Friday, March 31, 2006

Frist hints strongly at White House run

WASHINGTON — Senate Majority Leader Bill Frist says his high-profile job is a "terrible, terrible, terrible, terrible" post for seeking the 2008 Republican presidential nomination.

Making it clear that a White House bid is all but certain, Frist said that remaining in the Senate would make a presidential run impossible. Frist plans to step down when his second term ends this year.




"I know the perch not to even consider," he said. "That would be, for me, the United States Senate or being majority leader."

Asked if trying to run a campaign from such a position would be difficult, he replied: "Terrible, terrible, terrible, terrible."

One of possibly a dozen Republicans interested in the GOP nomination, Frist said late Tuesday that once out of the Senate, "you'll see, as you do now, the real Bill Frist, but unencumbered by having responsibilities of leading this body, which results in negotiated positions."

The most recent senator to succeed in his presidential bid was John F. Kennedy in 1960. Another Massachusetts senator, John Kerry, lost to President Bush in 2004, hampered in part by an extensive Senate voting record that opponents used against him.

In 1996, Senate Majority Leader Bob Dole of Kansas realized that trying to pursue the White House from the Senate's top job would be an obstacle. He resigned in June and lost to President Clinton five months later.

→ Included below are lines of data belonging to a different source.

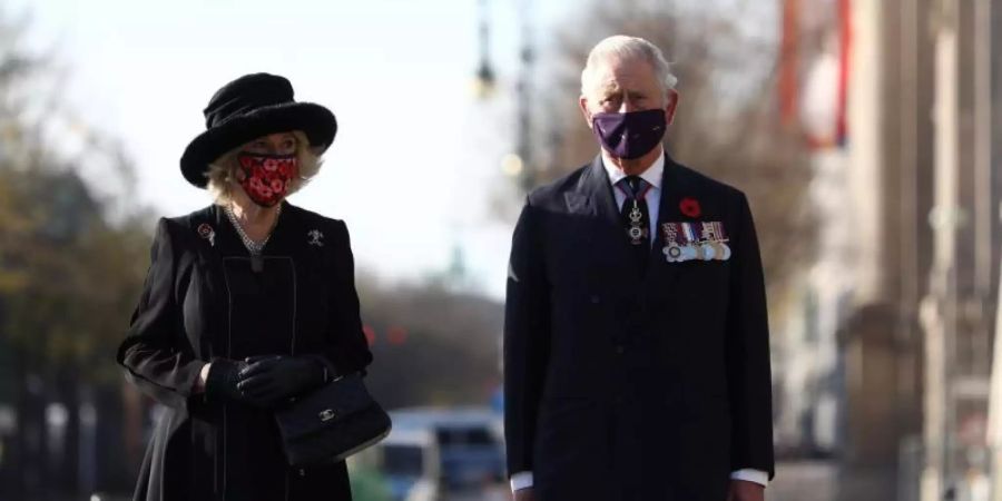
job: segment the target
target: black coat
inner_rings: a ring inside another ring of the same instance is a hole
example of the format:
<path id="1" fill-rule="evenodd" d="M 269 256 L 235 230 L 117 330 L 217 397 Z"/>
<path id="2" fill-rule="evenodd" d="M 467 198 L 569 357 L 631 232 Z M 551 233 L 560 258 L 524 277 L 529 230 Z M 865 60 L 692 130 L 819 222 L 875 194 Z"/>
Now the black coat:
<path id="1" fill-rule="evenodd" d="M 773 474 L 762 263 L 740 191 L 666 159 L 646 273 L 601 158 L 528 198 L 504 325 L 508 468 L 537 500 L 723 501 Z M 701 216 L 679 203 L 698 200 Z M 723 222 L 729 261 L 668 263 L 660 223 Z"/>
<path id="2" fill-rule="evenodd" d="M 263 254 L 264 272 L 255 274 L 216 206 L 157 225 L 145 288 L 118 350 L 128 381 L 165 406 L 136 500 L 351 499 L 343 462 L 286 466 L 267 411 L 193 394 L 214 357 L 313 355 L 336 373 L 364 372 L 372 361 L 343 222 L 285 204 Z"/>

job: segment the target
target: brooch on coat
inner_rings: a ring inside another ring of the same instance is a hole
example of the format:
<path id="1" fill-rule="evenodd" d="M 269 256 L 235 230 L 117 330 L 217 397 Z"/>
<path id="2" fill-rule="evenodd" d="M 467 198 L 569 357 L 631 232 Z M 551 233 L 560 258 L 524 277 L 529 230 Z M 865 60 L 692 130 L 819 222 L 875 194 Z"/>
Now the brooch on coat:
<path id="1" fill-rule="evenodd" d="M 718 220 L 701 223 L 664 223 L 665 258 L 668 263 L 687 261 L 730 259 L 729 239 L 724 232 L 724 223 Z"/>
<path id="2" fill-rule="evenodd" d="M 216 230 L 208 223 L 198 225 L 198 236 L 209 240 L 210 246 L 216 246 Z"/>
<path id="3" fill-rule="evenodd" d="M 310 240 L 306 242 L 307 244 L 315 245 L 317 247 L 324 246 L 324 243 L 322 242 L 322 239 L 324 238 L 324 234 L 321 233 L 320 229 L 311 229 L 306 235 L 310 235 Z"/>

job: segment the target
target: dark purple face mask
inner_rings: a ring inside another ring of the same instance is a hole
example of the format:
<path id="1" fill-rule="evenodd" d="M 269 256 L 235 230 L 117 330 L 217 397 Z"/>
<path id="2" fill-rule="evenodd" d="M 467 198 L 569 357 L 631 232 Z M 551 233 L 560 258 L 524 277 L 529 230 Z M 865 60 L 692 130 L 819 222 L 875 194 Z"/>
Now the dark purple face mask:
<path id="1" fill-rule="evenodd" d="M 617 158 L 640 158 L 661 143 L 667 127 L 664 109 L 595 114 L 591 130 L 602 147 Z"/>

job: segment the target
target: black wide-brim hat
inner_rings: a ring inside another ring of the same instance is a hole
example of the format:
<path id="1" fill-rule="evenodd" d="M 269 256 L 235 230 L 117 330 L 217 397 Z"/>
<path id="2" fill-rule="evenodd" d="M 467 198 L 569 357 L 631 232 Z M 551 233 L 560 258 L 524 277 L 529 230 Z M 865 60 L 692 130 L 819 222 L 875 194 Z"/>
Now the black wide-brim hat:
<path id="1" fill-rule="evenodd" d="M 181 174 L 205 188 L 208 165 L 223 154 L 268 134 L 302 130 L 320 155 L 334 141 L 337 120 L 323 106 L 296 102 L 292 84 L 268 73 L 245 75 L 216 91 L 205 108 L 205 132 L 181 155 Z"/>

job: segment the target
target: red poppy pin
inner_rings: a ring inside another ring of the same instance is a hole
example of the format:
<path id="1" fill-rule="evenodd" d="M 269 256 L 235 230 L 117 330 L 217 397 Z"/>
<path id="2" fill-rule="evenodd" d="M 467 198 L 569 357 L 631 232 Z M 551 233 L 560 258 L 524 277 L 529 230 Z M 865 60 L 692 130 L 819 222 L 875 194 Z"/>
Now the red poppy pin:
<path id="1" fill-rule="evenodd" d="M 692 197 L 685 197 L 678 203 L 678 209 L 688 217 L 699 217 L 703 215 L 703 208 L 699 207 L 699 200 Z"/>

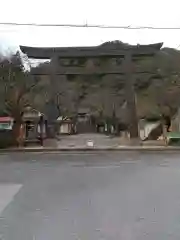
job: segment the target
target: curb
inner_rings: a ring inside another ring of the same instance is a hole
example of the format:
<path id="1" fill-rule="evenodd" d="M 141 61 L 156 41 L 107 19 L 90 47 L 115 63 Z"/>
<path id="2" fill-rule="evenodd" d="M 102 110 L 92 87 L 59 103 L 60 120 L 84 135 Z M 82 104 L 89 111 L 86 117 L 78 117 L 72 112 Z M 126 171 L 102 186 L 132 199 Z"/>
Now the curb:
<path id="1" fill-rule="evenodd" d="M 104 151 L 112 151 L 112 152 L 123 152 L 123 151 L 140 151 L 140 152 L 169 152 L 169 151 L 180 151 L 180 147 L 142 147 L 142 146 L 122 146 L 122 147 L 104 147 L 104 148 L 93 148 L 93 147 L 85 147 L 85 148 L 9 148 L 9 149 L 0 149 L 0 153 L 50 153 L 50 152 L 104 152 Z"/>

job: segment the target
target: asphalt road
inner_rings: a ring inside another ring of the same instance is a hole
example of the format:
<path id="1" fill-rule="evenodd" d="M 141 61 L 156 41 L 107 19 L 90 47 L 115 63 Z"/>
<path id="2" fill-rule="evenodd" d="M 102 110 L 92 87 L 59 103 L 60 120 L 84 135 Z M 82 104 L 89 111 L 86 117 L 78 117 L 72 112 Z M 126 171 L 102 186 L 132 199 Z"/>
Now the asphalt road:
<path id="1" fill-rule="evenodd" d="M 0 155 L 0 239 L 180 239 L 180 153 Z"/>

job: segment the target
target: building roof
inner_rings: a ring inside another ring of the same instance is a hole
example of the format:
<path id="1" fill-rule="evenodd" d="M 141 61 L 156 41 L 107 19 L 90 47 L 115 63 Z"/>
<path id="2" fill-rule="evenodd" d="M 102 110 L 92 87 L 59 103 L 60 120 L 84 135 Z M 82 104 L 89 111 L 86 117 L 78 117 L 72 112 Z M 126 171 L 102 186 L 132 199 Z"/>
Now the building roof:
<path id="1" fill-rule="evenodd" d="M 13 121 L 12 117 L 0 117 L 0 122 L 10 122 Z"/>
<path id="2" fill-rule="evenodd" d="M 30 58 L 49 59 L 52 55 L 61 58 L 71 57 L 100 57 L 100 56 L 124 56 L 127 51 L 131 51 L 133 55 L 153 55 L 160 50 L 163 43 L 149 45 L 123 45 L 123 44 L 104 44 L 91 47 L 29 47 L 20 46 L 22 52 L 26 53 Z"/>

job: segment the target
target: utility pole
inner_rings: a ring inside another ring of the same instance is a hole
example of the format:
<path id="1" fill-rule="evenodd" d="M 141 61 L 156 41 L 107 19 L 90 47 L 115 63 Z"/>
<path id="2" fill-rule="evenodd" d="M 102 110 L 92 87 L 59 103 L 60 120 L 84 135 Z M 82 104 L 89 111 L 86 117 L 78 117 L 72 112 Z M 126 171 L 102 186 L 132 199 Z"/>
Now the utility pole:
<path id="1" fill-rule="evenodd" d="M 136 112 L 136 96 L 134 90 L 133 61 L 131 52 L 125 55 L 125 95 L 127 102 L 128 128 L 130 138 L 139 138 L 138 118 Z"/>

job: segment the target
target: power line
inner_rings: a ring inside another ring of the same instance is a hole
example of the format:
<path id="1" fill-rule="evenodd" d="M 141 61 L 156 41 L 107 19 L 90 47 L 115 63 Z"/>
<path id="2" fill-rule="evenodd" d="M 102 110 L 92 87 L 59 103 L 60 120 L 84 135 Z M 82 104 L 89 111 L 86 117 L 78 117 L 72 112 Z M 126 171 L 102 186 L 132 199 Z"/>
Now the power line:
<path id="1" fill-rule="evenodd" d="M 153 26 L 118 26 L 118 25 L 93 25 L 93 24 L 46 24 L 46 23 L 16 23 L 1 22 L 6 26 L 29 27 L 71 27 L 71 28 L 102 28 L 102 29 L 127 29 L 127 30 L 180 30 L 180 27 L 153 27 Z"/>

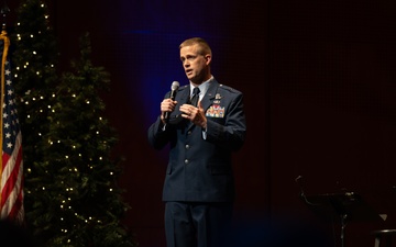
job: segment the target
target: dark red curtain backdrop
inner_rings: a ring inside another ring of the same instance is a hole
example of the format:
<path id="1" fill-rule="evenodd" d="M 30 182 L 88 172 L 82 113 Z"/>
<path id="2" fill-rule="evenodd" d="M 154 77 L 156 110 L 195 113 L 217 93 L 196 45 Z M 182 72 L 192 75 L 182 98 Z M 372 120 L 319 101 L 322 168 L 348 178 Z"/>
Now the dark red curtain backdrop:
<path id="1" fill-rule="evenodd" d="M 68 67 L 78 55 L 78 36 L 89 31 L 95 64 L 112 75 L 111 92 L 103 97 L 121 138 L 114 153 L 127 158 L 120 184 L 132 210 L 125 224 L 142 247 L 165 246 L 166 150 L 148 147 L 146 130 L 172 81 L 187 83 L 178 44 L 189 36 L 212 44 L 215 77 L 245 96 L 248 139 L 234 156 L 241 227 L 318 226 L 340 246 L 339 218 L 322 222 L 299 200 L 295 179 L 302 176 L 306 194 L 353 191 L 387 214 L 385 222 L 349 218 L 345 246 L 372 246 L 371 231 L 396 228 L 394 1 L 69 0 L 51 5 L 61 65 Z"/>

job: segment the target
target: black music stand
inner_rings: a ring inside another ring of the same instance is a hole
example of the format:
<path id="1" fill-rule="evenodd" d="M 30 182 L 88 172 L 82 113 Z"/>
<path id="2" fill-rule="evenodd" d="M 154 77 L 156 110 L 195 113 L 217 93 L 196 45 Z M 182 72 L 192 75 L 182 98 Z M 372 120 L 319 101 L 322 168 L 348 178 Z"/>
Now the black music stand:
<path id="1" fill-rule="evenodd" d="M 383 220 L 359 194 L 354 192 L 304 195 L 308 207 L 327 221 L 341 220 L 341 247 L 344 247 L 346 221 L 373 222 Z"/>

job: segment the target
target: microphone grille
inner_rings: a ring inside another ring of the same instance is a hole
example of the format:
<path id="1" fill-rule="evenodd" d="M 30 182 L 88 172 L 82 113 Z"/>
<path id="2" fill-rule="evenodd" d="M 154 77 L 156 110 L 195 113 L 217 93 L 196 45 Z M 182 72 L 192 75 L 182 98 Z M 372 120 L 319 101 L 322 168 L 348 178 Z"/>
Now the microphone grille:
<path id="1" fill-rule="evenodd" d="M 174 82 L 172 82 L 170 89 L 175 91 L 178 89 L 179 86 L 180 86 L 180 83 L 178 81 L 174 81 Z"/>

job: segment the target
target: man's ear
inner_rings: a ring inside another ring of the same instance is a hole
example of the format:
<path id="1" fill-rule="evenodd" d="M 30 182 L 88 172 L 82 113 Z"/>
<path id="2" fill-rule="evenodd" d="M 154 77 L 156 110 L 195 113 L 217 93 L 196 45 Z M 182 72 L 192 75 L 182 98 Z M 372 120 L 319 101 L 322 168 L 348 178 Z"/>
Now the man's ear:
<path id="1" fill-rule="evenodd" d="M 205 55 L 205 59 L 207 60 L 207 65 L 209 65 L 211 61 L 211 55 L 210 54 Z"/>

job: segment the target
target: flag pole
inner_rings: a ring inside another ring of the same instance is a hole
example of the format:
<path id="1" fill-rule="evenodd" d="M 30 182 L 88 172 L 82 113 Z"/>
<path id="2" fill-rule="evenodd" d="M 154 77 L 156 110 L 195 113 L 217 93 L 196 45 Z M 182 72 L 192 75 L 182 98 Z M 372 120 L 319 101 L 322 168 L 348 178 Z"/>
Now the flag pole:
<path id="1" fill-rule="evenodd" d="M 1 105 L 0 105 L 0 116 L 3 115 L 3 103 L 4 103 L 4 66 L 6 66 L 6 58 L 7 58 L 7 53 L 8 53 L 8 48 L 10 46 L 10 40 L 7 36 L 7 23 L 6 23 L 6 19 L 7 19 L 7 14 L 10 12 L 10 9 L 7 5 L 7 2 L 4 0 L 4 4 L 1 8 L 1 15 L 2 15 L 2 23 L 1 23 L 1 35 L 0 35 L 0 40 L 3 40 L 3 53 L 2 53 L 2 58 L 1 58 Z M 2 156 L 2 143 L 3 143 L 3 130 L 2 130 L 2 117 L 0 117 L 0 150 L 1 150 L 1 156 Z M 3 171 L 3 162 L 2 162 L 2 157 L 0 158 L 0 188 L 1 188 L 1 180 L 2 180 L 2 171 Z M 1 202 L 1 191 L 0 191 L 0 202 Z M 1 212 L 1 206 L 0 206 L 0 212 Z"/>

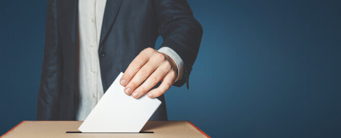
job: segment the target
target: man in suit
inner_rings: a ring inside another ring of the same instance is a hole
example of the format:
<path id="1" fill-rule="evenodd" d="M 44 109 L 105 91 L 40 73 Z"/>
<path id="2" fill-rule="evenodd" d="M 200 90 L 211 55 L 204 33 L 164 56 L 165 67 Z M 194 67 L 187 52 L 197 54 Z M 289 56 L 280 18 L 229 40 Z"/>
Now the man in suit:
<path id="1" fill-rule="evenodd" d="M 150 120 L 167 120 L 163 94 L 188 88 L 202 34 L 185 0 L 48 0 L 38 120 L 84 120 L 121 72 L 125 93 L 158 98 Z"/>

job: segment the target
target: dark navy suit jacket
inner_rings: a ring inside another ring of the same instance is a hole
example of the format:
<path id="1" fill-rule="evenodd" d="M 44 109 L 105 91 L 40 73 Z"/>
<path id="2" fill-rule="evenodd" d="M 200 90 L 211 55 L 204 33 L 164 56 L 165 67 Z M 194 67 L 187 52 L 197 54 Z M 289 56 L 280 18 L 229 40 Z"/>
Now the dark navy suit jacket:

Frist, a heart surgeon, was the White House's choice for majority leader after the undoing of Sen. Trent Lott, R-Miss., whose favorable comments about Strom Thurmond's segregationist past cost him the post in 2002.

Before vaulting into his leadership post, Frist had gained notice as an expert on health care. He was widely credited for offering a reassuring and knowledgeable voice in 2001 when an anthrax-laced letter shut down Congress briefly and closed a Senate building for months of cleaning.

Political analyst Norm Ornstein called the majority leader job a "millstone" around Frist's neck.

"It was the biggest political mistake he made in terms of his political career," said Ornstein, of the conservative American Enterprise Institute. "Before that, Frist was beyond any doubt an enormous star in national politics."

Ornstein said as majority leader, Frist has had to carry water for an increasingly unpopular president and has had to keep other senators in line, a job former majority leader and fellow Tennessean Howard Baker once described as herding cats.

Frist said as soon as his term ends he will return to Nashville.

"I've got it planned out pretty well in terms of once I leave here. I'll go back and live in the house I grew up in," he said.

Re-establishing those roots could be helpful. Tennessee voters picked George Bush over native son Al Gore in 2000 partly because of concerns that Gore was out of touch. Had Gore carried his state, the presidency would have been his.

Frist has made the customary trips of a presidential candidate, traveling to early primary states New Hampshire and Iowa.

He further demonstrated his determination to be a contender earlier this month when he bused dozens of supporters to the Southern Republican Leadership Conference in Memphis and emerged as the winner of a straw poll of possible GOP candidates.

Frist still faces political obstacles and may have legal problems.

He is under investigation for possible insider trading after his sale last year of stock in the hospital chain HCA, which his family founded. Frist has said he did nothing wrong.

He acknowledged that he needs to improve his speaking skills, particularly for a campaign.

"I will have to really work hard on it," Frist said. "As a surgeon, I did my best work when people were sound asleep, cutting out their hearts, putting new hearts in.

"And now what I need to do, everybody says, is do your best work and not put people to sleep. That's what I'll work on."